【上海=Dae-geon Seok】アジア有数の電子部品展示会「electronica Shanghai 2026」が7月1日、中国・上海新国際博覧センター(SNIEC)で開幕した。会場ではヒューマノイドロボットと半導体関連ブースに来場者が集まり、車載AIの普及を背景に、競争の軸が機能そのものからそれを支える基盤部材へ移りつつある実態が浮かんだ。
展示会には2032社超が参加し、会期は3日まで。W1〜W5、N1〜N5の計10ホールで、半導体、コネクター、電力部品、センサーなどを展示する。
会場は広大で、ホール間を移動するシャトルカートが運行するほどの規模だ。開幕初日から主要ブース前には、部材サプライチェーンへの参入や取引拡大を狙う企業担当者が集まり、名刺交換や商談を進めていた。
特に来場者の関心を集めたのは、ヒューマノイドロボット展示エリアと半導体セクターだった。ロボットの実演には人だかりができ、半導体ブースではチップ仕様を巡る商談が絶えなかった。
入口近くに大規模ブースを構えたのは日本の村田製作所だ。正面にヒューマノイドロボットを配置し、中国の完成車メーカーや部品サプライチェーンへの浸透を意識した展示構成を打ち出した。部品展示会の重心がどこへ向かっているかを象徴するレイアウトといえる。台湾パビリオンも出展しており、会場では地政学的な緊張を強く意識させる場面は見られなかった。
◆自動車の次はヒューマノイド、部品業界の新たな主戦場に
今回の展示会で際立っていた変化の1つが、ヒューマノイドロボットの存在感の高まりだ。主催者は「ヒューマノイドロボット展示エリア」と「エンボディドAI産業応用カンファレンス」を別途設け、関連分野を前面に押し出した。展示エリアでは実機デモが相次ぎ、来場者の足を止めていた。
ヒューマノイドは40以上の自由度を制御する必要があり、各関節に搭載されるマイクロコントローラー(MCU)や電力半導体、コネクターの性能が量産の成否を左右する。自動車に続き、ヒューマノイドが部品業界の新たな有望市場として浮上していることを印象づけた。
会場ではAI関連技術への関心も高かった。車載システムオンチップ(SoC)から4Dイメージングレーダー、車載イメージセンサーまで、AI機能を支える基盤ハードウェアの各ブースで商談が続いた。コネクターの接続方式、イメージセンサーの仕様、GPUへの電力供給経路などを巡り、具体的な質問が相次いだ。
◆競争軸は「機能」から「基盤技術」へ
会場で確認できたもう1つの潮流は、競争の重心が魅せる機能から基盤技術へ移っている点だ。産業調査機関EOインテリジェンスによると、中国のAIベースのインテリジェントEV普及率は2025年に20%近くに達し、2030年には50%を超える見通しという。
スマートコックピットや知能走行機能の差別化が難しくなるなか、競争力を左右する要素は、限られた電力・空間・コストの条件下で機能を安定実装できるかどうかに移っている。半導体や電力部品、コネクターの完成度が、製品力を左右する局面に入りつつある。
こうした流れは、素材や電力半導体、コネクターに強みを持つ韓国の車載電子・電子部品企業にとっても商機となり得る。自動車がAIを搭載する段階から、AIを安定稼働させる段階へ移るなか、ヒューマノイドも同様の流れをたどり始めている。electronica Shanghai 2026は、グローバルの車載電子・半導体サプライチェーンの次の構図を映し出す現場といえそうだ。

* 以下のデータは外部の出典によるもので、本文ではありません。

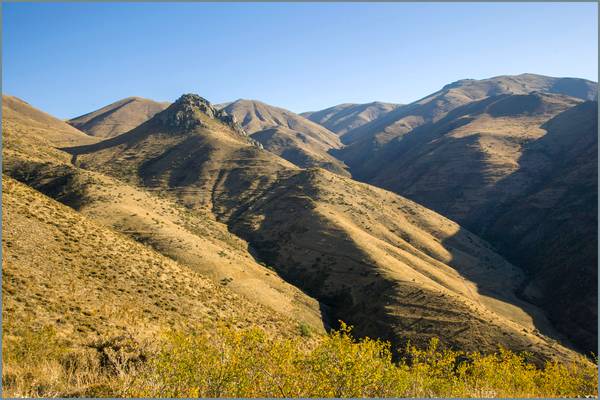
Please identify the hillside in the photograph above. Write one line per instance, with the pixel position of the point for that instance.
(346, 117)
(365, 140)
(118, 117)
(75, 290)
(411, 276)
(478, 166)
(27, 129)
(288, 135)
(196, 240)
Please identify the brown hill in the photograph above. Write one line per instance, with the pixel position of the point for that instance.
(29, 130)
(376, 260)
(62, 269)
(118, 117)
(288, 135)
(520, 170)
(197, 241)
(346, 117)
(365, 140)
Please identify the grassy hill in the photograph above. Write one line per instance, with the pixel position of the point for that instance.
(346, 117)
(118, 117)
(68, 279)
(288, 135)
(395, 277)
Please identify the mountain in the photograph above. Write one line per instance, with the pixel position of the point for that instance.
(346, 117)
(34, 134)
(118, 117)
(521, 171)
(197, 242)
(380, 262)
(62, 269)
(433, 107)
(288, 135)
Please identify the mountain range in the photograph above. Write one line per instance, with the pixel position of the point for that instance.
(469, 215)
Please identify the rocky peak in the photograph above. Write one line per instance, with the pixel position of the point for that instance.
(186, 113)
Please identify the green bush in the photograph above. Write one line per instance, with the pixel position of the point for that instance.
(225, 362)
(249, 363)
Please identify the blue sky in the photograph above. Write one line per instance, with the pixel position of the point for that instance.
(69, 59)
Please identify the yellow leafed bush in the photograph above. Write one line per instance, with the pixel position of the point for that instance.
(225, 362)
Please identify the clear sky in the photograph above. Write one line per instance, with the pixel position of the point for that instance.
(69, 59)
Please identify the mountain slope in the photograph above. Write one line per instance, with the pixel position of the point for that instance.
(378, 261)
(551, 225)
(118, 117)
(288, 135)
(485, 166)
(195, 240)
(346, 117)
(26, 129)
(433, 107)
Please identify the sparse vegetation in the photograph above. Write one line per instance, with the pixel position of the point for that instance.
(225, 362)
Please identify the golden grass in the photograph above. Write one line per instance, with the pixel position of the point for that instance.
(225, 362)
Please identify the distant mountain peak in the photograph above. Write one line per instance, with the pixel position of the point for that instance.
(186, 114)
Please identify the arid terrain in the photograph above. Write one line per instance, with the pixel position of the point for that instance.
(469, 216)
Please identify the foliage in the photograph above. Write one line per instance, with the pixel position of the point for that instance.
(225, 362)
(249, 363)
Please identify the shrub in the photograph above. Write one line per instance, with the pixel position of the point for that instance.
(250, 363)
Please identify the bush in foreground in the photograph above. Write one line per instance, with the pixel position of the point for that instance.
(249, 363)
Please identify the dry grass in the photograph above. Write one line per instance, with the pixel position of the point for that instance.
(225, 362)
(91, 284)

韓国半導体産業協会が運営する韓国パビリオンには、MangoBoost、AD Technology、PowerCube Semi、AimFuture、BOS Semiconductorsなどが参加した。このほか、Poongsan、CoChip、Yura、Pixelplusなどもブースを構え、グローバルサプライチェーンとの接点拡大を図った。
韓国パビリオンに参加した企業関係者は、「electronicaを実際に見ると、COEXが5つあるような規模だ」と話した。そのうえで、「部品展示会のため直接的な営業接点は多くないが、中国市場進出を準備しており、自社をアピールする場として出展した」と説明。「会期中に、より多くの潜在顧客が訪れることを期待している」と述べた。